Since no one has actually noded anything about the book itself, I think it is only fitting that I should take a stab at it now.
Dune is set in a long gone Past. The past of the storyteller, not ours, as far as WE are concerned it is in the future (around 10,000 years after a huge war known as the Butlerian Jihad which banished all computers and thinking machines).
The known universe is ruled by an Empire, and the main Families constantly jostle for power between each other. The ruling house at the start of the Book is House Corrino, and the head of this house is the Emperor Shaddam. Other houses of note are the noble Atriedes lead by Duke Leto, and the vicious house Harkonnen led by the Baron Vladimir. There are other families who are almost as powerful, and these form a sort of democratic arena to voice their fears and play politics and this is known as the Lanstraad. In the book people who involve themselves in the Lanstraad are generally seen as weak, but I digress.
The other main forces in the Empire are the Bene Gesserit - a sisterhood of mental and physical adepts who have a selective breeding program designed to produce the "Kwisatz Haderach" a supermale who is able to do many spectacular things, not least of which is being able to predict the future in ways the Sisters cannot. There is also the Guild, who hold a monopoly on space travel and guide the space freighters through the inky depths of infinity by their limited abilities at prescience. Running everything commercial is the CHOAM group, a business collective who basically run the economy. The last and major force in the empire is the spice Melange, a geriatric narcotic whose ingestion prolongs life, increases awareness, and allows limited prescience by adepts. Without the spice the Sisters wouldn't be able to carry out their feats of mental and physical agility, the Guild would not be able to carry out interstellar travel, and billions upon billions of people throughout the human universe would die of addictive withdrawal. As you can see, melange is important.
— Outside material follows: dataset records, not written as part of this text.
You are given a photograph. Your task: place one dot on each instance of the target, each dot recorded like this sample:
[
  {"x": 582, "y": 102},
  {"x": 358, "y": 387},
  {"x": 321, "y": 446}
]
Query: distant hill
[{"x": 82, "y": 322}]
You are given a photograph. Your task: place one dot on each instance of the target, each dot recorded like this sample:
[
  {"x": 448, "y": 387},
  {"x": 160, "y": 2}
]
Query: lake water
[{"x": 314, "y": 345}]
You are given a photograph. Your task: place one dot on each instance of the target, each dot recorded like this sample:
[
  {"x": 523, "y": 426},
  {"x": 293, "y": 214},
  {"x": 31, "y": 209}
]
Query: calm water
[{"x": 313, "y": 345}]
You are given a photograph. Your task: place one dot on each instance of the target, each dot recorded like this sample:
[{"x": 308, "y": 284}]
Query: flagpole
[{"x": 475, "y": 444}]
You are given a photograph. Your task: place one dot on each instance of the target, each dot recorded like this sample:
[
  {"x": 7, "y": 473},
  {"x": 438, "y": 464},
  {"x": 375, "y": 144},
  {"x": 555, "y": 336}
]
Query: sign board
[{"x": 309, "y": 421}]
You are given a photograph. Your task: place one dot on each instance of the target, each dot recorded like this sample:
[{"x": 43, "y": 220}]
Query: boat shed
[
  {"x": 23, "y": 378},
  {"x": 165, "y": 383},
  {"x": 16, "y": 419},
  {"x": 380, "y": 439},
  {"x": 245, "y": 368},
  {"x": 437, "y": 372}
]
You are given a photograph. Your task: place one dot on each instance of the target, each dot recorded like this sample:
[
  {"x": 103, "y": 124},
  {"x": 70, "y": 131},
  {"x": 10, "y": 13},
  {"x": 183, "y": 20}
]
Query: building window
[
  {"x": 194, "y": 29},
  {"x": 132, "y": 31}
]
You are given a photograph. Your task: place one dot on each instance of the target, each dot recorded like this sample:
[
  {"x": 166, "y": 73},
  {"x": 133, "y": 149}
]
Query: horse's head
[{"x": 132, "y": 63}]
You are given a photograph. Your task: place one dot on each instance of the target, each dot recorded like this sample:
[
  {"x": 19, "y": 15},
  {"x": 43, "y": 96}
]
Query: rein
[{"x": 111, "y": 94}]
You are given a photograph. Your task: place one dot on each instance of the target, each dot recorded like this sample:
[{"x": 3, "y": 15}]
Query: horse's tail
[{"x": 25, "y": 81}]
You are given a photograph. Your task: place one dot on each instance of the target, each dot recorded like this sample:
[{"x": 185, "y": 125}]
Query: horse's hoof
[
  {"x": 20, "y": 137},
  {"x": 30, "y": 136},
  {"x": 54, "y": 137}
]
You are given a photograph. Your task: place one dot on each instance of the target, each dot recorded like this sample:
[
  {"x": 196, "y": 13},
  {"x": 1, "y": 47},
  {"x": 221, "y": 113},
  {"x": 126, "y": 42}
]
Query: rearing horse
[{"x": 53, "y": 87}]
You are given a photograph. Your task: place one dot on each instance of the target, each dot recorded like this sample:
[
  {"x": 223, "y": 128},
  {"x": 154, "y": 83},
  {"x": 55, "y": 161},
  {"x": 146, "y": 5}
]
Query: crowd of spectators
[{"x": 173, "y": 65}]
And it is only found on one lonely planet in the whole of the cosmos, Arrakis (or Dune).
It is called Dune for the simple reason that there is no water on its surface anywhere. The whole planet is one large desert. As such water is tightly rationed and sold off, ergo on Dune: water is wealth.
He who controls Dune, controls the spice, and he who controls the spice controls the Universe.
For the past few decades the Harkonnens have been in control of the planet of Dune, when suddenly the Licence to govern the planet and harvest the spice is given to Duke Leto's house. This isn't the victory it appears however, as all sides are aware that the Duke Leto is being set up for a fall, the Harkonnens can legally and are expected to take the planet back by force. After all the two Houses have been fighting for a VERY long time. By placing the Duke in this trap, Emperor Shaddam wishes to remove a House and a leader he sees who may rival him some day.
Anyway, the Duke arrives, prepares for the attack, his son Paul and lady Jessica (Bene Gesserit consort) in tow. Paul is rather special: he has been trained by Jessica, his mother, to be a male Bene Gesserit, with all the skills and mental knowledge that they possess. This is in defiance of her vows to the Sisterhood, but she does it nonetheless. To cut a long story short, (too late, I know) the Harkonnens attack, with the help of the Imperial Commando Troops (known as Sardaukar) in MASSIVE overkill (literally) and utterly destroy the Atreides... well, almost.
Paul and his mother Jessica escape into the desert. They are found by the native Fremen (a cunning and violent people who are used to the ways of the Desert, and who can ride the huge (think Wembley Stadium as mouth size) deadly sandworms that all other people of Dune fear). Their leader Liet Kynes has instructed them to help the unlucky pair, which they do with reluctance. Jessica becomes a priestess for the Fremen, slipping into a role her sisterhood prepared for her. Paul joins into Fremen society and teaches them how to fight and organise themselves. He inevitably becomes their leader, and couples with the dead Liet Kynes daughter Chani. A little while later, he leads them in a battle that destroys the Harkonnen control of Dune, and smashes the Emperor's legions. This (with a little political intrigue and revenge for past grievances) makes Paul the new Emperor of Dune, and since the Fremen know the secret of the Spice, his place is even more secure than the old emperor. End of Story, till the second book.
I am going to stop there. That was meant to be a BRIEF synopsis of the book, but as you can see, to recall even the basic elements of the plot I have had almost too much material. The book is layered, and detailed, and has so much depth that it astounds you from the first page.
There is also this whole air of inevitability about the book which is consistent with its pose as history. It has superb characters, excellent background, is technically amazing, and also introduces some fantastic social and ecological concepts. Not only this, but it manages to reflect on what it means to be human, not in the context of increased technology, for in comparison with many sci-fi books there is very little tech in it, but in the setting of emptiness, and our own inner demons. That there are things we do, that are born of our very natures, and that they fix us on a path that isn't always of our own choosing. But mostly I feel this book is about redemption, not of power or honour, but of the soul. In the way we treat others and ourselves.